Kearsey winced, whether from the pain of his leg or from Sharpe’s ingenuousness it was difficult to tell. The dawn was revealing the details of the gully: the collapsed men, the blood, the anger on Kearsey’s face. ‘You fool!’

Sharpe bit back his anger. ‘Sir?’

Kearsey waved at the wounded. ‘How do you get them back?’

‘We carry them, sir.’

‘Carry them, sir.’ Kearsey mimicked him. ‘Over twenty miles of country? You were only here to help carry the gold, Sharpe! Not fight a battle in the back of beyond!’

Sharpe took a deep breath, suppressing the urge to shout back. ‘Without you, sir, we would have had no chance of persuading El Católico to let us take the gold. That was my judgment.’

Kearsey looked at him, shook his head and pointed at Jim Kelly. ‘You think it was worth that?’

‘The General told me the gold was important, sir.’ Sharpe spoke quietly.

‘Important, Sharpe, only because it is a gesture to the Spanish.’

‘Yes, sir.’ It was no time for an argument.

‘At least you rescued them.’ The Major waved at the two Spaniards.

Sharpe looked at the girl’s dark beauty. ‘Them, sir?’

‘Moreno’s children. Teresa and Ramon. The French were holding them as bait, hoping Moreno or El Católico would try a rescue. At least we’ve earned their thanks and that’s probably more valuable than carrying the gold for them. Besides, I doubt if the gold is there.’

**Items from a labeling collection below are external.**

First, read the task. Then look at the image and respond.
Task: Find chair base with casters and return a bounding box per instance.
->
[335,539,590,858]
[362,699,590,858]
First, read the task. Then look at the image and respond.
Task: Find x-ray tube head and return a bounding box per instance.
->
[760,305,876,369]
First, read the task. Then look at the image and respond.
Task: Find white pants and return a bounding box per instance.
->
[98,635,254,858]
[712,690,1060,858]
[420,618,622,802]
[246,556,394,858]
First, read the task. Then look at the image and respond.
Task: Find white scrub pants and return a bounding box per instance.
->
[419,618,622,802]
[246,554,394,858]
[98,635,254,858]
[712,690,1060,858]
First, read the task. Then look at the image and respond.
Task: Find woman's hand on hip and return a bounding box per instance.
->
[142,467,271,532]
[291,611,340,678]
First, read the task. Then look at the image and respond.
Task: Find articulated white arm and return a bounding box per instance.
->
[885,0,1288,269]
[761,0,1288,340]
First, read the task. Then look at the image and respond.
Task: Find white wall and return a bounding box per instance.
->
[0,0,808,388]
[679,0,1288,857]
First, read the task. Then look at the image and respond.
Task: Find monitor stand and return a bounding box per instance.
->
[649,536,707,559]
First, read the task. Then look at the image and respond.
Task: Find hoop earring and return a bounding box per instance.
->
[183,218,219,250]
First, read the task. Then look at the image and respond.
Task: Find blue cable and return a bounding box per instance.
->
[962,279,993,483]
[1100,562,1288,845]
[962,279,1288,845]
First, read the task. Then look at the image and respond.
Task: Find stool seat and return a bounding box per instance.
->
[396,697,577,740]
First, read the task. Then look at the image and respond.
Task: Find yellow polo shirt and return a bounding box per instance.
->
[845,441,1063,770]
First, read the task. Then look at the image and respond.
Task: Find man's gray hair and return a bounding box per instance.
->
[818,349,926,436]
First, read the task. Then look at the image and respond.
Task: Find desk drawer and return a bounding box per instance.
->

The sun split across the gully’s rim. Sharpe blinked. ‘Pardon, sir?’

‘What do you expect? The French are there. They probably have the gold. Or hadn’t that occurred to you?’

It had, but Sharpe was not in a mood to give Kearsey his thoughts. If the French had found the gold he suspected they would have ridden it straight to Ciudad Rodrigo, but doubtless Kearsey would not be convinced. Sharpe nodded. ‘Did they say anything about it to you, sir?’